For Britain and France (and Germany and Italy and Austria-Hungary and Russia, actually), the conflict was an end much more than a beginning though - the end of an era, and of an entire generation. For both Britain and France, the scale of bloodshed makes even World War II pale in significance. That, somehow, seems to capture the role of the soldier particularly well - he (or, in modern times at least, she) doesn't know, or really care, what direction the geopolitical situation is shifting. He is defending her homeland and countrymen - and the sacrifice is awe-inspiring, regardless of whether or not the politicians or generals have their heads' screwed on right. Even more amazing when they don't, frankly. It could be the beginning of an empire or the end, the private doesn't know or really care. He cares about home, and the guys next to him.
I don't know what I would have done had I been sent to the trenches, though I've thought about it many times since I first read Wilfred Owen's "Dulce et Decorum Est" in 11th grade English - a poem which I've reread every year, and never ceases to amaze me in its sympathy for the soldier and hatred for war. Reality is, no one would know what they'd do in the trenches until they're there, I guess.

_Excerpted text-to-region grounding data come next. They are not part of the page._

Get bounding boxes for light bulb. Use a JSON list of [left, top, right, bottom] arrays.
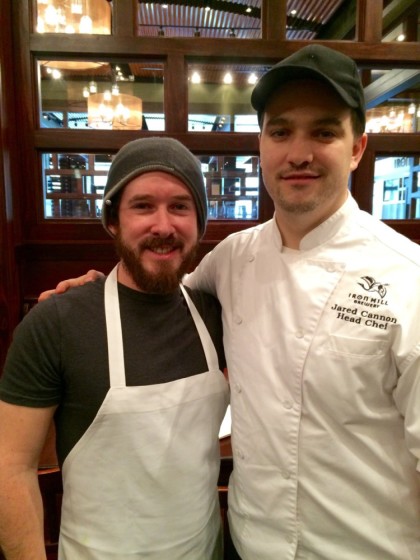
[[79, 15, 93, 34], [191, 72, 201, 84], [223, 72, 233, 84]]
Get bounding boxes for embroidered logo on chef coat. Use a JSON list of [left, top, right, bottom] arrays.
[[327, 275, 397, 331], [357, 276, 388, 298]]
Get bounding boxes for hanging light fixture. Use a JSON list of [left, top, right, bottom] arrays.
[[88, 92, 143, 130], [36, 0, 111, 35]]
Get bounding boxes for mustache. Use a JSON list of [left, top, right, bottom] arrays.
[[139, 236, 184, 251]]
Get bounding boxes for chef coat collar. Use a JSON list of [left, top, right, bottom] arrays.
[[272, 192, 357, 252]]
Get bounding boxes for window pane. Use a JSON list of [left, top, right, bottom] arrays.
[[43, 153, 111, 219], [373, 155, 420, 220], [188, 63, 262, 133], [42, 152, 260, 221], [365, 68, 420, 133], [35, 0, 111, 34], [287, 0, 355, 41], [39, 61, 164, 131], [382, 3, 419, 43], [136, 2, 261, 39], [199, 155, 260, 220]]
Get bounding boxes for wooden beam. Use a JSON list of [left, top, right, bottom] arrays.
[[356, 0, 383, 42], [261, 0, 286, 41], [364, 69, 420, 108]]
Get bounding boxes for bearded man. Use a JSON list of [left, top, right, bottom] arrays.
[[0, 138, 228, 560]]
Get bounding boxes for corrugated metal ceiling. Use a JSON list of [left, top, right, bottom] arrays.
[[136, 0, 346, 39]]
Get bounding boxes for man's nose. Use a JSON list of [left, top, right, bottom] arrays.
[[286, 136, 314, 167], [149, 208, 176, 236]]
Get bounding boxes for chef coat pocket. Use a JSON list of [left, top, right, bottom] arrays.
[[327, 334, 387, 358]]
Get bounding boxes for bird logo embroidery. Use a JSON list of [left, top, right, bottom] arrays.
[[358, 276, 388, 298]]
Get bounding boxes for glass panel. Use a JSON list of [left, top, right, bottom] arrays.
[[42, 152, 260, 221], [188, 63, 261, 133], [35, 0, 111, 34], [287, 0, 354, 40], [39, 61, 164, 130], [365, 68, 420, 133], [382, 2, 419, 42], [136, 1, 261, 39], [135, 1, 353, 40], [43, 152, 111, 219], [373, 155, 420, 220], [199, 155, 260, 220]]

Anyway, it hasn't been my fate to find out, yet, thankfully; I'd be singularly unsuited to military life. I realized this fact with clarity when, in 12th grade, it was pointed out to me by my parents how early soldiers get up and how much they run and how much they have to listen to orders. An early riser I am not, still less a runner. And no one has ever accused me of being too eager to follow orders when I think them stupid, which is often. Maybe always.
But over the years I've come to be good friends with a good many of our sailors, soldiers, and airmen. Other good friends from the past have themselves become servicemen whom I respect and admire and secretly envy for their courage, and for the weighty impact their lives have on those around them.
And today I can at least unabashedly say how much I admire them their courage and their commitment. And say, in a way that I hope none of them will rag on me for the next time we drink together, thanks.
*By Alex Massie, at Culture11. He's too good a writer not to cite by name, but it didn't fit in the flow of the post, hence the unusual footnote.